Mas não é só isso, porque a Loretta quando buga não é a coisa mais esquisita
desse filme, em termos visuais.
Ok, pra ser mais claro, eu acho que preciso separar o filme em alguns mini-arcos. Temos o começo, onde Phil cria Loretta pra ajudar a banda de sua amiga. Elas são descobertas por um empresário, e eles tentam esconder o fato que Loretta é um holograma. Quando o gato pula da sacola e o público reage positivamente ao fato da vocalista principal ser feita de luzes e modulação de voz digital, o filme agora tenta focar na Loretta como personagem, com coisas que já haviam sido estabelecidas antes.
Ela tem direitos como um ser humano ou é um mero programa de computador? A
maneira que ela reage são pensamentos reais ou são só o resultado de complexos
cálculos de probabilidade?
A conclusão pende pra primeira possibilidade, e o empresário dá a Loretta a
decisão final.
E ela decide fugir pra internet.
Só pra deixar claro que isso é algo que ela já tinha feito antes no filme, mas
sim ela foge pra internet. Loretta, um holograma, consegue entrar na internet
e interagir lá. Pra ser justo, tecnicamente ela é um programa que se manifesta
em um holograma, mas o filme claramente mostra o holograma entrando no celular
com conexão via internet.
E também Megaman EXE foi lançado em 2001, com o desenho indo ao ar nos EUA em
2003.
Porém, a forma que ela entra na internet é completamente anti-tecnológica e completamente irreal, mesmo pros padrões de hoje.
Ela simplesmente estica o braço no monitor do computador e entra na internet.
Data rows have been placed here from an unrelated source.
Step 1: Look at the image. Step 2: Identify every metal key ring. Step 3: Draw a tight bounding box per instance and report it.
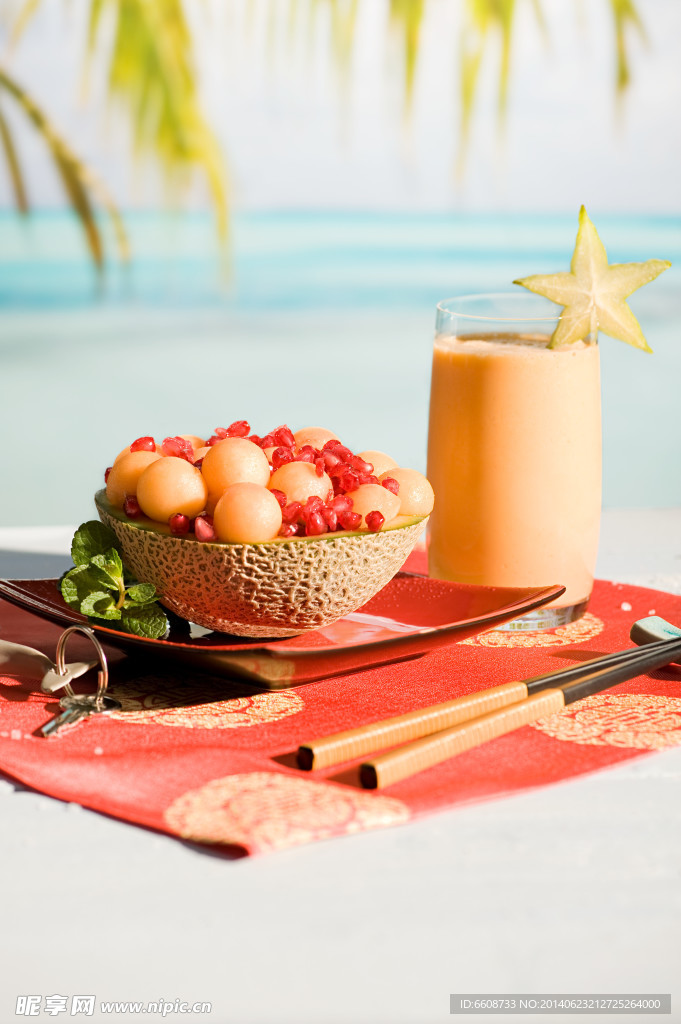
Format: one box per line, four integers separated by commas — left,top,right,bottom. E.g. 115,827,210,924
54,626,109,705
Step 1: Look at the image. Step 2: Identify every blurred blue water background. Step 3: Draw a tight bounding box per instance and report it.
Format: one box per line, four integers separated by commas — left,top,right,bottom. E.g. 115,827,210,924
0,210,681,525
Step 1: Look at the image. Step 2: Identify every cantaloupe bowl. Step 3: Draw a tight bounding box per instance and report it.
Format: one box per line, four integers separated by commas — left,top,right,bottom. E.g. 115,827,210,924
95,490,428,637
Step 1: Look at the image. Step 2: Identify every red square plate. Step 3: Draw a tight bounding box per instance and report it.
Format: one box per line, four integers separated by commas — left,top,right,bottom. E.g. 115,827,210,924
0,572,564,689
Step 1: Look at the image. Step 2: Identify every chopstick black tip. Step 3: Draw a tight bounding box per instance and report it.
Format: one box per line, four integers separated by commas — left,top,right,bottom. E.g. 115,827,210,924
296,746,314,771
359,765,378,790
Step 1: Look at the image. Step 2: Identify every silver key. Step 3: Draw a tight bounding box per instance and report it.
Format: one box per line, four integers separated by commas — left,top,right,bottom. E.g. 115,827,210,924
40,693,122,739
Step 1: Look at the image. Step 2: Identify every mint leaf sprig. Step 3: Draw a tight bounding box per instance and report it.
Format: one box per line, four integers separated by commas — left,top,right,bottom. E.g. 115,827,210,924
61,519,168,640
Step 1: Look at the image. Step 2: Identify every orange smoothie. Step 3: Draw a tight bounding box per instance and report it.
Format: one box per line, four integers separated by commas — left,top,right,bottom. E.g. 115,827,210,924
428,333,601,607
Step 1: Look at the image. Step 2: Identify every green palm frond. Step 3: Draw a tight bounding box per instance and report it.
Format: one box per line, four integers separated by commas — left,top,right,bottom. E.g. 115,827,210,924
14,0,227,239
610,0,646,94
0,69,129,269
88,0,227,238
390,0,426,109
458,0,522,175
0,96,29,213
Não é através do modem de internet, do telefone (exceto em uma cena), e nem mesmo através da entrada USB/disquete/wathever.
O design da internet é bem parecido com o que o design da época imaginava que
seria a internet, mas é interessante que tem algumas coisas que acabaram sendo
reutilizadas em Detona Ralph 2, que sim, infelizmente existe.
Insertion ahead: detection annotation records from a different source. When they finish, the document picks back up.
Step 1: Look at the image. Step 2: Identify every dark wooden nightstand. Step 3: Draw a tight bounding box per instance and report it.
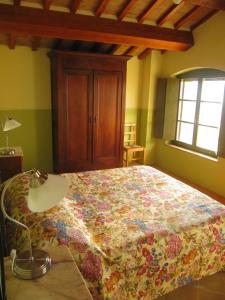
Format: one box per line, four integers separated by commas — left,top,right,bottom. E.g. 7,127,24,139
0,147,23,182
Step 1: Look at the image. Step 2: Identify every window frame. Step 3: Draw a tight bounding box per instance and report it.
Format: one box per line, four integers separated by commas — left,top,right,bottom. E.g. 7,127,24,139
171,76,225,158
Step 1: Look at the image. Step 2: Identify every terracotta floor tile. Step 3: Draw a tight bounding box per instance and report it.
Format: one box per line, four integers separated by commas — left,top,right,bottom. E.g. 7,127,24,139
157,272,225,300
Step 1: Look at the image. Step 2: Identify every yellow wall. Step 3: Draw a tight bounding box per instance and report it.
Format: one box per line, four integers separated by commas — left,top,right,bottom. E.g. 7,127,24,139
125,57,141,123
155,12,225,196
0,45,52,172
0,45,51,110
0,45,140,172
139,51,162,164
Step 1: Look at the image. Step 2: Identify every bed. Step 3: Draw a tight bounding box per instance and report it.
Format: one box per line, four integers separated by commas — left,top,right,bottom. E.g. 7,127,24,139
3,166,225,300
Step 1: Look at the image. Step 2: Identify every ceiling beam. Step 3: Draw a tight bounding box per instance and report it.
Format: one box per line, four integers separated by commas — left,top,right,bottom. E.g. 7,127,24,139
117,0,137,21
0,4,194,51
123,46,139,56
174,6,201,29
91,43,102,53
31,36,41,51
191,9,218,30
70,0,81,14
52,39,62,50
42,0,52,11
138,48,152,59
95,0,111,17
138,0,157,23
13,0,21,6
189,0,225,10
8,33,16,49
157,1,186,26
70,41,81,51
108,44,120,54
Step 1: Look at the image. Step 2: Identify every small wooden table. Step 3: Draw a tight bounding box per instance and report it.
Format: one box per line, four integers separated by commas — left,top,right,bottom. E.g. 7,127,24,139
5,246,92,300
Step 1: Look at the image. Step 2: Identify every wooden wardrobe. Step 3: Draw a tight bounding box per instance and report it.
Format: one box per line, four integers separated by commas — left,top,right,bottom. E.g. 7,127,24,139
49,51,128,173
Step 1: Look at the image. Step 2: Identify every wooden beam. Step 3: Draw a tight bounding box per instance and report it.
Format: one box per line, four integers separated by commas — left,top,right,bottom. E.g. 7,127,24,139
117,0,137,21
8,33,16,49
123,46,139,56
0,4,194,51
52,39,62,50
31,36,41,51
95,0,111,17
91,43,102,53
157,1,186,26
71,41,81,51
174,6,201,29
13,0,21,6
70,0,81,14
191,9,218,30
189,0,225,10
42,0,52,11
138,48,152,59
108,45,120,54
138,0,158,23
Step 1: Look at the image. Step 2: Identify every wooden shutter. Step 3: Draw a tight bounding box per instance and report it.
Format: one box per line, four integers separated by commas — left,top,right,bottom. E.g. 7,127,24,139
154,78,180,140
218,96,225,158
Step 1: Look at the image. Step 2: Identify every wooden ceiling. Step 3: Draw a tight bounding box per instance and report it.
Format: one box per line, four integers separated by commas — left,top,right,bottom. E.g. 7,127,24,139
0,0,222,59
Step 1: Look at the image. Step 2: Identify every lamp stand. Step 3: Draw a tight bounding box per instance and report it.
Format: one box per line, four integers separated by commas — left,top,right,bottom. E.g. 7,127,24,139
12,249,51,279
1,170,51,279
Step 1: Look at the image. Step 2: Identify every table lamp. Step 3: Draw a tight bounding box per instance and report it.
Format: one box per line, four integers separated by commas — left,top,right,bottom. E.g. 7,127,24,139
1,169,69,279
0,117,21,155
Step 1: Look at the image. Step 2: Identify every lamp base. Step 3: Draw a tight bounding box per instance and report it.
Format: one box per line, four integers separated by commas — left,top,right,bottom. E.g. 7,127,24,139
0,148,16,155
12,249,51,279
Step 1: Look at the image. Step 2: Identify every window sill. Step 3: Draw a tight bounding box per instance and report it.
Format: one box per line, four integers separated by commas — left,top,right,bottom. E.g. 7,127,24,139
165,141,218,162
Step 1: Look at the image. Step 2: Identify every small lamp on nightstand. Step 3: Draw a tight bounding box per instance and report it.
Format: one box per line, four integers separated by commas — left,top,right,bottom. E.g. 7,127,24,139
0,117,21,155
1,169,68,279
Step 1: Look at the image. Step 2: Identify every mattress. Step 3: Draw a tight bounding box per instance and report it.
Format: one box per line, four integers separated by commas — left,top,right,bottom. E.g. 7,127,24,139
4,166,225,300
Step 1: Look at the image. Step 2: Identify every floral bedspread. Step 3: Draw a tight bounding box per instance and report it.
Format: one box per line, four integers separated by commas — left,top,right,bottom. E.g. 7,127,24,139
5,166,225,300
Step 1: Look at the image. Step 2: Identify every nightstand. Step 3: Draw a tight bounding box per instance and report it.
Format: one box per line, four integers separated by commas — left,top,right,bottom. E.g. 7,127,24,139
0,147,23,182
5,246,92,300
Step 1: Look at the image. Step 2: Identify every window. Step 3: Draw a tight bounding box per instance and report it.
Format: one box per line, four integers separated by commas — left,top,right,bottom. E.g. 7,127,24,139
174,77,225,156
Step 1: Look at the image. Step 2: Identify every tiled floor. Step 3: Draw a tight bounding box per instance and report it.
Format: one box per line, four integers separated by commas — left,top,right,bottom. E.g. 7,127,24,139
157,272,225,300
Mas não só o filme toma esse salto de “holograma” pra “agora sou um netnavi e
tem humanos vivendo na internet”, mas temos o clímax do filme.
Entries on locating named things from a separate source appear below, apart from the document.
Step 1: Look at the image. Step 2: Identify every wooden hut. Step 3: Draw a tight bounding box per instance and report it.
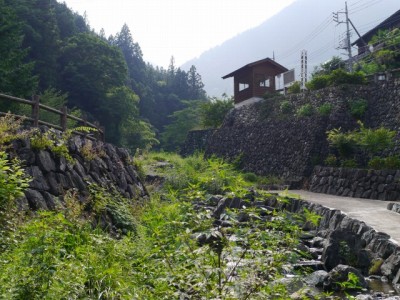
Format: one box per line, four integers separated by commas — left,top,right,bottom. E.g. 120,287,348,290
222,58,288,104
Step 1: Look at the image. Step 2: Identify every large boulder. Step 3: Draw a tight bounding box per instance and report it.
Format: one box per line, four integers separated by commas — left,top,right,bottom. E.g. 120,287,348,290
323,265,368,291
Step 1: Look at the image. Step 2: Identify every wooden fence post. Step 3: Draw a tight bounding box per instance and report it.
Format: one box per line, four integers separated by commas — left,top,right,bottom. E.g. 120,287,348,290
32,95,40,127
60,105,68,131
99,126,106,142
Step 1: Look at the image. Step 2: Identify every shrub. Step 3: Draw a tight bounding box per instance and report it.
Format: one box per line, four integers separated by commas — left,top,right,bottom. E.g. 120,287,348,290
349,99,368,120
279,100,293,114
354,122,396,156
324,154,338,167
368,156,400,170
384,156,400,170
296,103,314,117
306,75,329,91
317,103,333,116
340,159,358,168
306,69,367,90
327,128,357,158
288,81,301,94
329,69,366,86
243,172,258,183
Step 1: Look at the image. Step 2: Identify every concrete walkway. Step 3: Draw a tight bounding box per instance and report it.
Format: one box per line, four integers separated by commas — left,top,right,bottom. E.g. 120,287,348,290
276,190,400,244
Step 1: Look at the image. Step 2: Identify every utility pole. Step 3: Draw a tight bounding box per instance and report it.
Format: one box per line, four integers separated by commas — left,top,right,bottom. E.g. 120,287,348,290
300,50,307,90
333,2,353,72
345,1,353,72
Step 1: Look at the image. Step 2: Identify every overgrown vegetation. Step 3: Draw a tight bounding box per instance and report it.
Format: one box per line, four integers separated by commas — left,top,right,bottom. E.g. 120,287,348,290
0,147,332,299
296,103,314,117
161,95,233,151
325,121,399,169
306,69,366,91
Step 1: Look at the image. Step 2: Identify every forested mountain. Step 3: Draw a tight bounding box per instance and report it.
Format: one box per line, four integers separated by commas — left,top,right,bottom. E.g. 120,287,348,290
182,0,400,96
0,0,206,150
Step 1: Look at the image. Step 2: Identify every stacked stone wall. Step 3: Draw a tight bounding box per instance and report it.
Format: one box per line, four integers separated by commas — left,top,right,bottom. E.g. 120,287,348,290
9,136,147,210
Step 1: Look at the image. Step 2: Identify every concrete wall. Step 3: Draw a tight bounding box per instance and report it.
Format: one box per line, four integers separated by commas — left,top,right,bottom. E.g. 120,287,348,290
309,167,400,201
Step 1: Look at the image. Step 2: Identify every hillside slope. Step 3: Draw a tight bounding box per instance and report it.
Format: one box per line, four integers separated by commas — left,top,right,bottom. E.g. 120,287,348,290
182,0,400,96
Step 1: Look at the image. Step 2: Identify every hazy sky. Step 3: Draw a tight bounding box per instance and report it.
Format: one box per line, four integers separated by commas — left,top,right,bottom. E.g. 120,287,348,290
59,0,295,67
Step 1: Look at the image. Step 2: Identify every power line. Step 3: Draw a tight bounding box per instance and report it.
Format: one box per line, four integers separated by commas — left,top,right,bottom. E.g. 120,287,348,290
279,16,332,60
351,0,382,14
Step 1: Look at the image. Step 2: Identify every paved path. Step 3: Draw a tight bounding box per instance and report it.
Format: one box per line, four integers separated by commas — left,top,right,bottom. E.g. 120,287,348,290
278,190,400,244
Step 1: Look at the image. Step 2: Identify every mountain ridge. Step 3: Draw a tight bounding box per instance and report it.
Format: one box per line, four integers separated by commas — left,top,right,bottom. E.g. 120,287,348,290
182,0,400,97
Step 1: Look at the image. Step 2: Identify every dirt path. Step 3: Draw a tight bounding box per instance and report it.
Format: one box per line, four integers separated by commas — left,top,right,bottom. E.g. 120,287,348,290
279,190,400,244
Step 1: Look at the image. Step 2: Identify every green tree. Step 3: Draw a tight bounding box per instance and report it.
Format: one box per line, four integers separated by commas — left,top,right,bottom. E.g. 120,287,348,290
161,100,203,151
0,0,37,97
60,33,127,117
109,24,146,89
200,95,234,128
188,65,206,100
312,56,346,77
98,86,139,145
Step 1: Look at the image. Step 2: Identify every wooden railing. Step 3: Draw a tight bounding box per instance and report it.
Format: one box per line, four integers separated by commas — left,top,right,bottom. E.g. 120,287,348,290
0,93,104,140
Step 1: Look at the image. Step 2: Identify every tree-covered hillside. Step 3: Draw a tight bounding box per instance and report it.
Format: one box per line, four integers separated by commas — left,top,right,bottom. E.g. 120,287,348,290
0,0,206,150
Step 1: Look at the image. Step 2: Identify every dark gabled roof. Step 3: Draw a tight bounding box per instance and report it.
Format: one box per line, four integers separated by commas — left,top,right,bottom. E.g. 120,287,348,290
222,57,288,79
351,9,400,46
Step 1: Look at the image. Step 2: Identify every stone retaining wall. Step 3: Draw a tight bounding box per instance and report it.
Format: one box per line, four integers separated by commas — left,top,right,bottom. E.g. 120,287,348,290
206,86,364,180
309,166,400,201
200,77,400,182
180,129,215,156
9,136,147,210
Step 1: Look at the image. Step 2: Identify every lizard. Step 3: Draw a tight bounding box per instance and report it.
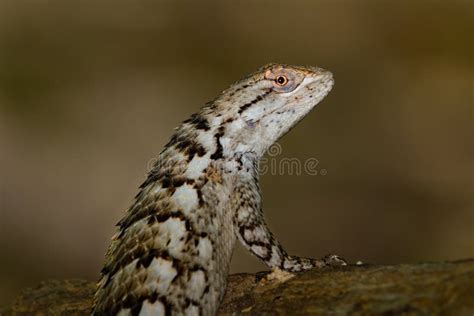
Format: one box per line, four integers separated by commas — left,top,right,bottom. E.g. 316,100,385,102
93,64,346,315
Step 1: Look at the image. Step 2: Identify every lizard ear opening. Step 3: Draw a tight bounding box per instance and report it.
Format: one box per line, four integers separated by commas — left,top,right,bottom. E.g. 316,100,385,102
265,67,303,93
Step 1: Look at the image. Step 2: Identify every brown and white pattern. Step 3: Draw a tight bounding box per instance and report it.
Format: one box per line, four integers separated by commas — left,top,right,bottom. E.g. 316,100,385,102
93,64,345,315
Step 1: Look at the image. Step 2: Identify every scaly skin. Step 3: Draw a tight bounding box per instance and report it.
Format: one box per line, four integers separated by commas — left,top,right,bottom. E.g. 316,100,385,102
93,64,345,315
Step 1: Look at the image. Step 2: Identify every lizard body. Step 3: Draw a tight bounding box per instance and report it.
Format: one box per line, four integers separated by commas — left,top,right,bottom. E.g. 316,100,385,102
93,64,344,315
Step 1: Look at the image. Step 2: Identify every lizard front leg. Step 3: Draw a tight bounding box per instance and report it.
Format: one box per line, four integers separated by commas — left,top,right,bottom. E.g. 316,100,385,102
233,170,346,272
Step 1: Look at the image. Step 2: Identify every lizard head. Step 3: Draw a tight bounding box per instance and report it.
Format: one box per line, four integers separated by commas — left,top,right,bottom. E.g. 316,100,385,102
214,64,334,156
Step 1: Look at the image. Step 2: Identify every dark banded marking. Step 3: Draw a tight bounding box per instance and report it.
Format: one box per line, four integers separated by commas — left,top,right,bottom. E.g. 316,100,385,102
210,126,225,160
239,89,273,114
106,211,200,284
183,113,210,131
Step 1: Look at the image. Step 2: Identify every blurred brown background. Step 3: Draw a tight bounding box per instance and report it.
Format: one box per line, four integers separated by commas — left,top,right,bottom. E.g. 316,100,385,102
0,0,474,304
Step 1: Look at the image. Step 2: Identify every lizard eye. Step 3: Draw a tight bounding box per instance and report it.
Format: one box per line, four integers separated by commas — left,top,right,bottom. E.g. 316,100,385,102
275,76,288,86
265,66,304,93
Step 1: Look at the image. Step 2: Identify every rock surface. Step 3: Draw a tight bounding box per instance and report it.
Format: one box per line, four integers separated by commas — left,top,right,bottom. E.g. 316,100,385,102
0,260,474,315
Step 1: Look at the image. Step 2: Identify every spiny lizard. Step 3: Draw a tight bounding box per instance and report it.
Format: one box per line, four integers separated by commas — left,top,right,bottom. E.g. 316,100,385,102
93,64,345,315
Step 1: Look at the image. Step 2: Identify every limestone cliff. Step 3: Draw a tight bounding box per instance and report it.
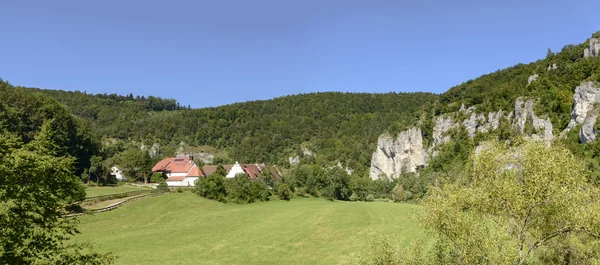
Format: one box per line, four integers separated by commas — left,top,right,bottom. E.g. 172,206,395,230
583,38,600,58
369,127,426,179
369,82,600,179
563,81,600,143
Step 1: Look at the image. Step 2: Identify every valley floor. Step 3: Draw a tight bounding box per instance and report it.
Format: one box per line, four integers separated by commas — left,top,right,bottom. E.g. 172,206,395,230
75,192,431,264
E eu já tinha avisado que o artigo seria um imenso spoiler, não me encha o
saco.
Durante uma performance, Samantha acaba se machucando e entrando em… coma?
Nunca deixam exatamente claro, só dizem que ela tá desacordada. Anyway.
Loretta aparece, nota todo mundo deprê, o clima absolutamente tenso e até
dramático demais pro padrão do canal, até que ela tem uma idéia.
A máquina de eletro tá ligada ao cérebro da Samantha.
Loretta (que se mandou por e-mail pro computador do Phil), conclui que ela
pode entrar na máquina de eletro, e assim…
…
Eu sei, cê não consegue terminar essa frase. Seria absurdo demais.
Mas sim, é EXATAMENTE isso que acontece.
Loretta ENTRA NA MENTE DE SAMANTHA ATRAVÉS DA MÁQUINA DE ELETRO.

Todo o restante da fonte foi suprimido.